Conditional probability for dependent events

Question

There are two bags, the first bag contains 2 white balls and 5 black balls and the second contains 3 white balls and 4 black balls. What is the probability that the first bag was chosen given a white ball was chosen? Now suppose the ball was put back into its original bag, and another ball is picked from the same
bag randomly. What is the probability that the second ball is also white?

For the first question I got 2/7 by doing probability of the first bag and a red ball being chosen divided by the probability of the first bag being chosen. ((1/2)*(2/7))/(1/2). (Don't know if this is right)

I'm not sure how to go about doing the second part.

Answer 1

Before answering your question, I am assuming that where you meant white where you've written red.

When dealing with probabilities it helps to think of actions as events, and assigning an event a probability. In your example,

Let $P(W)=5/14$ be the probability of drawing a white ball, as 5 of 14 balls are while.

$P(W')=9/14$, i.e. the probability of drawing a black ball.

Let $B_1$, and $B_2$ be the event that the ball was taken from bag 1, or bag 2, respectively.

$P(W\cap B_1)= 2/14$, and $P(W\cap B_2)=3/14$.

$P(W'\cap B_1)=5/14$, and $P(W'\cap B_2)=4/14$.

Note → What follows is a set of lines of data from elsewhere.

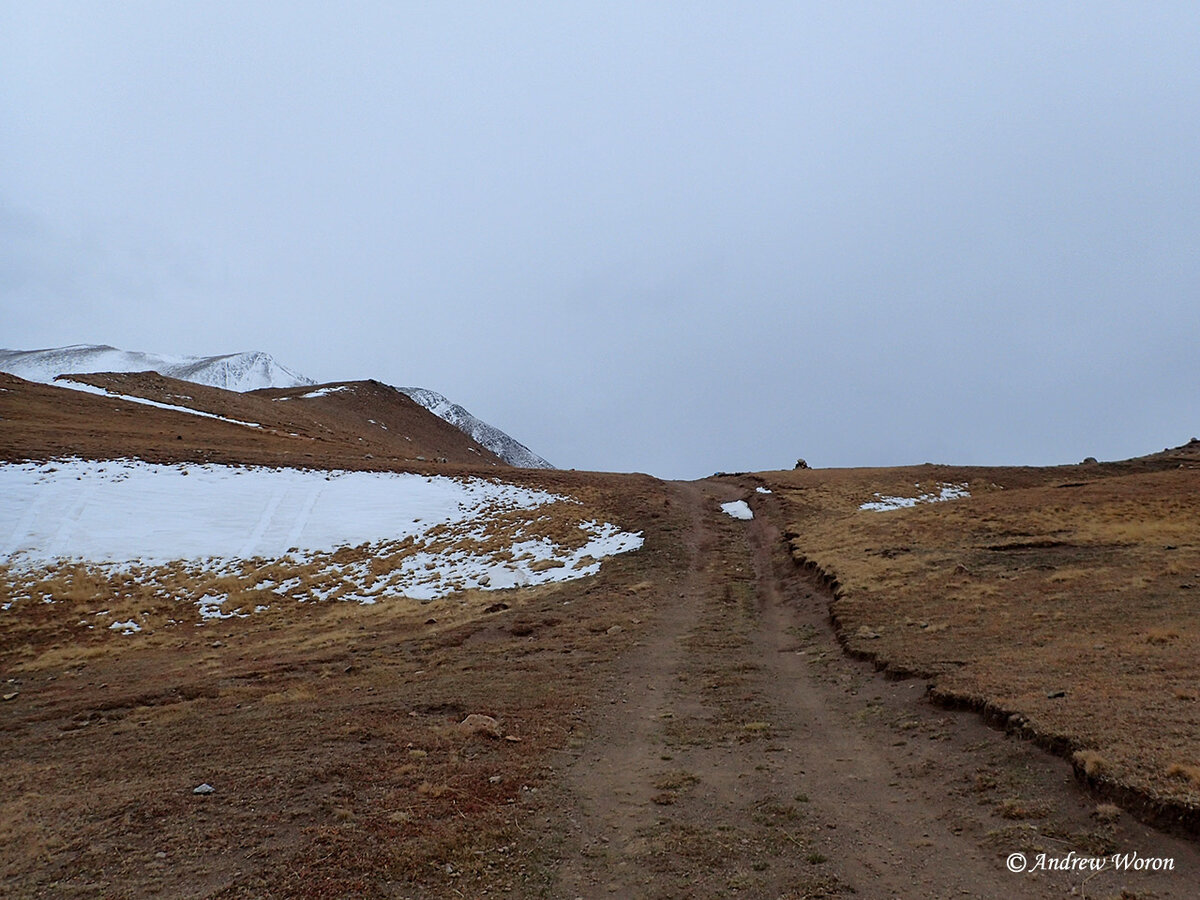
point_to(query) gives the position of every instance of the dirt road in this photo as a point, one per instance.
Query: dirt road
(741, 753)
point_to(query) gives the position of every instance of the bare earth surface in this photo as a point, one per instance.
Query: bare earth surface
(683, 724)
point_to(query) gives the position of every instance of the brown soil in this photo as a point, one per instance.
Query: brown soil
(683, 724)
(1060, 603)
(367, 425)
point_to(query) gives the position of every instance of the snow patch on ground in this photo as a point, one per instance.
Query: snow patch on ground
(738, 509)
(307, 535)
(945, 492)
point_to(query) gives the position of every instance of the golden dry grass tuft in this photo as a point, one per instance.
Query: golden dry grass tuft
(1065, 598)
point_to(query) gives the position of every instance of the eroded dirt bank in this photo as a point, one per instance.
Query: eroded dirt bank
(739, 751)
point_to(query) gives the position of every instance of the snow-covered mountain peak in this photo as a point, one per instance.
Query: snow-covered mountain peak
(507, 448)
(241, 372)
(234, 371)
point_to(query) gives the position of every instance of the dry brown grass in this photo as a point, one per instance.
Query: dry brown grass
(1068, 597)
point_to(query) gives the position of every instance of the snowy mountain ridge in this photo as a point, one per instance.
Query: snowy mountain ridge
(507, 448)
(243, 372)
(233, 371)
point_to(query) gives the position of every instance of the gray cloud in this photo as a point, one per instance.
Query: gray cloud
(646, 237)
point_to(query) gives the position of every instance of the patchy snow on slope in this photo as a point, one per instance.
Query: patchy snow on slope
(105, 393)
(309, 535)
(319, 393)
(233, 371)
(738, 509)
(946, 492)
(507, 448)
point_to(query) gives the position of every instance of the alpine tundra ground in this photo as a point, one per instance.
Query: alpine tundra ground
(682, 723)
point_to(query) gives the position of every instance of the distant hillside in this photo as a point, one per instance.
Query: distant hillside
(234, 371)
(243, 372)
(508, 449)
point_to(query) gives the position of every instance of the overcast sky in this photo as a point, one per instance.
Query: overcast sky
(670, 238)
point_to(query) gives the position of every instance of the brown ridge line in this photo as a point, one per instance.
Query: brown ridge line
(1165, 814)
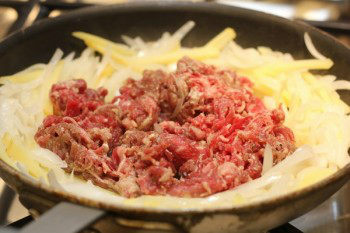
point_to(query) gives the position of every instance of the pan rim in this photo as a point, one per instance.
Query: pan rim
(212, 8)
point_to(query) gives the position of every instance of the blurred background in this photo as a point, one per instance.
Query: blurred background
(333, 16)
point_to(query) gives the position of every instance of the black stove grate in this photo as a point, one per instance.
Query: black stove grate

All of this information is given to you in the context of the exercise. The conditional probability, "what is the probability event $B$ happens, given that the event $A$ has happened" is written as $$P(B|A)=\dfrac{P(B\cap A)}{P(A)}$$ Use this, along with the information above to answer question 1.

Question two resets by putting the white ball back into it's bag (i.e. bag 1), and asks what the probability of getting a white ball from bag one. In this case, just ignore bag two.